Lets say we have the following base class:
public abstract class Generic<T>() { }
then a child like:
public class GenericComparable<T> : Generic<T> where T : IComparable
{
public enum Comparison
{
Equal,
Greater,
GreaterEqual,
Less,
LessEqual,
NotEqual,
}
}
and another child like:
public class GenericEquatable<T> : Generic<T> where T : IEquatable
{
public enum Comparison
{
Equal,
NotEqual,
}
}
Let's imagine, now that I have a class NON generic that has to use one of the enumerations defined in one of the child classes. For example:
public class Example()
{
public bool ExampleMethod(GenericComparable<>.Comparison comparison)
{
return true;
}
}
How can I make this code to compile without the need of having the ExampleClass generic as well?
CodePudding user response:
You should reconsider your approach.
Note that for each type T, GenericComparable<T>.Comparison will be a different type, i.e. typeof(GenericComparable<int>.Comparison) != typeof(GenericComparable<long>.Comparison).

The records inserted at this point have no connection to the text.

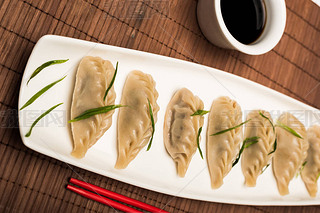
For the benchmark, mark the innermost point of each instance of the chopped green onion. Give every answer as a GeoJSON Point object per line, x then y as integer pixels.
{"type": "Point", "coordinates": [39, 118]}
{"type": "Point", "coordinates": [264, 169]}
{"type": "Point", "coordinates": [111, 83]}
{"type": "Point", "coordinates": [40, 92]}
{"type": "Point", "coordinates": [274, 147]}
{"type": "Point", "coordinates": [268, 120]}
{"type": "Point", "coordinates": [285, 127]}
{"type": "Point", "coordinates": [198, 142]}
{"type": "Point", "coordinates": [41, 67]}
{"type": "Point", "coordinates": [226, 130]}
{"type": "Point", "coordinates": [246, 143]}
{"type": "Point", "coordinates": [200, 112]}
{"type": "Point", "coordinates": [91, 112]}
{"type": "Point", "coordinates": [152, 123]}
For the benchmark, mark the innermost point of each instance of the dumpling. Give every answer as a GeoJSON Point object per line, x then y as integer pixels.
{"type": "Point", "coordinates": [291, 151]}
{"type": "Point", "coordinates": [181, 129]}
{"type": "Point", "coordinates": [255, 157]}
{"type": "Point", "coordinates": [92, 79]}
{"type": "Point", "coordinates": [311, 169]}
{"type": "Point", "coordinates": [222, 149]}
{"type": "Point", "coordinates": [134, 122]}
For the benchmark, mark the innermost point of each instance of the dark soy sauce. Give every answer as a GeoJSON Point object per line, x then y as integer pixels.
{"type": "Point", "coordinates": [245, 19]}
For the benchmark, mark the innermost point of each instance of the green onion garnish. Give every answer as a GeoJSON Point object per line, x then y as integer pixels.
{"type": "Point", "coordinates": [91, 112]}
{"type": "Point", "coordinates": [152, 123]}
{"type": "Point", "coordinates": [268, 120]}
{"type": "Point", "coordinates": [285, 127]}
{"type": "Point", "coordinates": [226, 130]}
{"type": "Point", "coordinates": [246, 143]}
{"type": "Point", "coordinates": [40, 92]}
{"type": "Point", "coordinates": [274, 147]}
{"type": "Point", "coordinates": [200, 112]}
{"type": "Point", "coordinates": [49, 63]}
{"type": "Point", "coordinates": [111, 83]}
{"type": "Point", "coordinates": [198, 142]}
{"type": "Point", "coordinates": [39, 118]}
{"type": "Point", "coordinates": [264, 169]}
{"type": "Point", "coordinates": [301, 168]}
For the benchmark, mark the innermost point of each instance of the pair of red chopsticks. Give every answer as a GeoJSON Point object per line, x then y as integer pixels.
{"type": "Point", "coordinates": [99, 194]}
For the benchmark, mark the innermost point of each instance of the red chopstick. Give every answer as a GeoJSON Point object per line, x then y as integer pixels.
{"type": "Point", "coordinates": [101, 199]}
{"type": "Point", "coordinates": [113, 195]}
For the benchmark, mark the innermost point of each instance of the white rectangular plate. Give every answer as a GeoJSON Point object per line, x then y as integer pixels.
{"type": "Point", "coordinates": [154, 169]}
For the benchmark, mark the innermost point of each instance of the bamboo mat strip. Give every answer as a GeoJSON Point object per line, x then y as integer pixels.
{"type": "Point", "coordinates": [33, 182]}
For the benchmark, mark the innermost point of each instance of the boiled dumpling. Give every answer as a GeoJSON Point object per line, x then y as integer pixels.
{"type": "Point", "coordinates": [134, 122]}
{"type": "Point", "coordinates": [92, 79]}
{"type": "Point", "coordinates": [181, 129]}
{"type": "Point", "coordinates": [311, 170]}
{"type": "Point", "coordinates": [222, 149]}
{"type": "Point", "coordinates": [255, 157]}
{"type": "Point", "coordinates": [291, 151]}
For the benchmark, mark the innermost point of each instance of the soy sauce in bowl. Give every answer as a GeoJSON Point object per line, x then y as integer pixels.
{"type": "Point", "coordinates": [245, 19]}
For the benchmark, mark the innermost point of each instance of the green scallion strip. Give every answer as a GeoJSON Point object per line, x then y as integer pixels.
{"type": "Point", "coordinates": [40, 92]}
{"type": "Point", "coordinates": [246, 143]}
{"type": "Point", "coordinates": [111, 83]}
{"type": "Point", "coordinates": [268, 120]}
{"type": "Point", "coordinates": [317, 177]}
{"type": "Point", "coordinates": [39, 118]}
{"type": "Point", "coordinates": [41, 67]}
{"type": "Point", "coordinates": [226, 130]}
{"type": "Point", "coordinates": [274, 147]}
{"type": "Point", "coordinates": [198, 142]}
{"type": "Point", "coordinates": [91, 112]}
{"type": "Point", "coordinates": [264, 169]}
{"type": "Point", "coordinates": [152, 123]}
{"type": "Point", "coordinates": [200, 112]}
{"type": "Point", "coordinates": [285, 127]}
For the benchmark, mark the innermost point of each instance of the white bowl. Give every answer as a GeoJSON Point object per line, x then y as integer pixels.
{"type": "Point", "coordinates": [213, 27]}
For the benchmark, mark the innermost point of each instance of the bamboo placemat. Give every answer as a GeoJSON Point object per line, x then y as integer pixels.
{"type": "Point", "coordinates": [32, 182]}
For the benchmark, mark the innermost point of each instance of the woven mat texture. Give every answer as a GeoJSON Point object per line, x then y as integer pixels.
{"type": "Point", "coordinates": [32, 182]}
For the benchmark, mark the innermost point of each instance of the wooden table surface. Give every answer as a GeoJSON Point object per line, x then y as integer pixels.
{"type": "Point", "coordinates": [32, 182]}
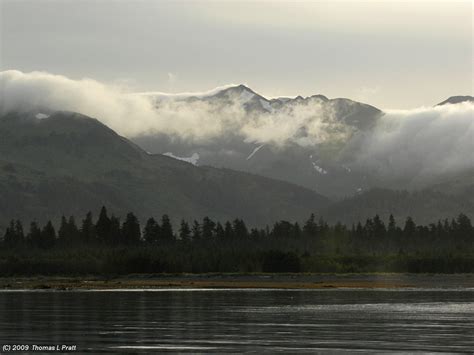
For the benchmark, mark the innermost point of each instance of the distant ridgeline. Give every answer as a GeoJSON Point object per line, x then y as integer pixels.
{"type": "Point", "coordinates": [108, 246]}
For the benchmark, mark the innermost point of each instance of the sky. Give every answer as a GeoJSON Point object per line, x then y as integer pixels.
{"type": "Point", "coordinates": [398, 54]}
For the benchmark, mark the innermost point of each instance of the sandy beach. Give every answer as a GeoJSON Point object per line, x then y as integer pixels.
{"type": "Point", "coordinates": [247, 281]}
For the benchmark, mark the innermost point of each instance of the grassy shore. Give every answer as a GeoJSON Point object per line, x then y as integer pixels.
{"type": "Point", "coordinates": [239, 281]}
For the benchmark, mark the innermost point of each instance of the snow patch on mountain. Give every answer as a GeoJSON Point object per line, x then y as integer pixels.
{"type": "Point", "coordinates": [245, 96]}
{"type": "Point", "coordinates": [319, 169]}
{"type": "Point", "coordinates": [266, 105]}
{"type": "Point", "coordinates": [193, 159]}
{"type": "Point", "coordinates": [41, 116]}
{"type": "Point", "coordinates": [255, 151]}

So there is no single type like GenericComparable<>.Comparison.
Can you define the enum types outside of the classes?
CodePudding user response:
It is possible - the following is valid code:
class A<T>
{
public enum B { C, D};
}
class E
{
public bool Test<T>(A<T>.B b)
{
return (b == A<T>.B.D);
}
}
Whether it is a good idea is another matter.
CodePudding user response:
Why not use a non-generic class as the base class of the generic one?
Why define Generic<T> in the first place?
Example code (in C#):
public abstract class Comparable
{
public enum Comparison
{
Equal,
Greater,
GreaterEqual,
Less,
LessEqual,
NotEqual,
}
}
public class GenericComparable<T> : Comparable where T : IComparable
{}
public class Equatable
{
public enum Comparison
{
Equal,
NotEqual,
}
}
public class GenericEquatable<T> : Equatable<T> where T : IEquatable
{}
public class Example
{
public bool ExampleMethod(Comparable.Comparison comparison)
{
return true;
}
}